4. Exercises - Monday, Tuesday, and Wednesday
On Monday morning, a web page would appear on the retreat website. This page would only be available to those on the retreat. This page would contain exercises and information particular to the retreat. It could contain artwork, poetry, readings, instructions for prayer exercises, videos, etc. Retreatants would visit this page whenever they could on Monday and work through the exercises outline on it. Feedback on this page would be greatly encouraged. Comments (both video comments and written comments) would be collected. People could share their experiences in going through the exercises. Their feedback would become part of the experience for the next person who visits the page. Retreatants could come back to the page on Monday, replying to comments and being part of a conversation. On Tuesday and Wednesday, new exercise pages would come online. Retreatants would visit them and go through the exercises on those days. TECHNOLOGY NEEDED: A website capable of displaying video and receiving comments.
5. Session Two - Wednesday
On Wednesday evening there would be a second live video event. This event would be like the first one. The speaker would offer a presentation of some kind. It is possible that music could be involved in these live events as well. The leader of the retreat, having gotten to know people since Sunday, might be able to expand this session with some increased interaction with those watching. Questions or comments could by typed live. The speaker could respond. While the chat room would be open all the time, after this event there would be a special invitation to interact there. The speaker would likely be involved. As throughout the retreat, people could connect using their own methods as well.
6. Exercises - Thursday and Friday
Another series of exercises would go online each of these days. People would interact with them and with each other as they have all week long.
7. Closing Event & Worship - Friday Night
Retreatants gather for another live video feed. The speaker would make his or her last presentation. In this last gathering, we could turn on video feeds for all involved, creating a video conference. Participation in the video feed would be optional, of course. I’ve not experienced worship in this way, but perhaps there would be singing and praying and other forms of worship. We would close by giving people a chance to talk for a few minutes about what the retreat has meant to them. TECHNOLOGY NEEDED: Video conferencing.
8. Live Gatherings
Live gatherings would be an important part of these retreats, but they would not be organized by the leaders of the retreat. The retreatants could meet in person after the retreat in whatever ways are available to them. Friends might go through the retreat and meet every day for lunch during that week. People who live near each other might plan to go through the retreat together and meet up at the end.
9. Post Retreat Archive
A closing web page for the retreat would be provided where people could leave final comments and post pictures or videos of their live gatherings. Retreatants could return to the archive and revisit the exercise pages. Profile pages would be available for those who want to reconnect at later times.
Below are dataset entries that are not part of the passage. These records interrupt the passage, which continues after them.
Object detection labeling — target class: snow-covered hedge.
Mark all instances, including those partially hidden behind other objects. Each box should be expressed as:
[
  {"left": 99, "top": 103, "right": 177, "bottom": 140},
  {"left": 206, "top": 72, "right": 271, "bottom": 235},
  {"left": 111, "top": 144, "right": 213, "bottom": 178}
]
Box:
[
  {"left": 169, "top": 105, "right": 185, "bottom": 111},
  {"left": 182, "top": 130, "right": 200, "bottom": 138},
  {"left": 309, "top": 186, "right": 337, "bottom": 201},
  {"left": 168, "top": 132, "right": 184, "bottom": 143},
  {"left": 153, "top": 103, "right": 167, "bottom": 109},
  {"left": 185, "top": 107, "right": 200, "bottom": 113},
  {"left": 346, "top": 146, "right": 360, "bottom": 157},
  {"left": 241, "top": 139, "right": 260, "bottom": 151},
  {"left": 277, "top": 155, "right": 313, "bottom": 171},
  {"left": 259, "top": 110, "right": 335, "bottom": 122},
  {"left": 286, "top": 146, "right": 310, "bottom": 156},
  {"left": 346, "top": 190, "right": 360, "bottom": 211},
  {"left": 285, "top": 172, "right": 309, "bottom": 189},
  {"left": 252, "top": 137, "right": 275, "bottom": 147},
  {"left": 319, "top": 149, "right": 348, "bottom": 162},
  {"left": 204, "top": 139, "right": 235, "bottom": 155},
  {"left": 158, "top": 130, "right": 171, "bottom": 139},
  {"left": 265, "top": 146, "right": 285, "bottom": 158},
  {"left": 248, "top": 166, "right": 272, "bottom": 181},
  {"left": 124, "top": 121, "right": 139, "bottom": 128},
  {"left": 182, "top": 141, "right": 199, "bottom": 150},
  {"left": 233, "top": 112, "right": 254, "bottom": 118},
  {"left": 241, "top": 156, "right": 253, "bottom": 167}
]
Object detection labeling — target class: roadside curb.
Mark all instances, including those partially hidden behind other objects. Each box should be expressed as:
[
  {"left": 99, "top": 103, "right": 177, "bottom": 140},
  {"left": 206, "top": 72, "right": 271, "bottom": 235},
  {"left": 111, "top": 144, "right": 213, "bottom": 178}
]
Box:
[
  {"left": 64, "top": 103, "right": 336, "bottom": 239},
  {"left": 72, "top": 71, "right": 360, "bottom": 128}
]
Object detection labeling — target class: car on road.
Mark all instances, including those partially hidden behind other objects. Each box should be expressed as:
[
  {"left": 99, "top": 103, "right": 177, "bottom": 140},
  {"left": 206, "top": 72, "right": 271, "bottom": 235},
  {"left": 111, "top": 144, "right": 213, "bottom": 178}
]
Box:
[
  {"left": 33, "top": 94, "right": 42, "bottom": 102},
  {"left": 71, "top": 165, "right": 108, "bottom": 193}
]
If anyone wishes to delete or change their profile information, they would be free to do that.
A Word about Privacy
For the comfort level of those wishing privacy, anyone involved would be able to delete their user account at any time. Immediately, all comments and input offered by that user would be deleted. It’s not anticipated that anyone would want to do this, but perhaps it would be a comfort to know that it could be done. Let me know what you think. Keep talking to me in the comments. This is just a model of what might be.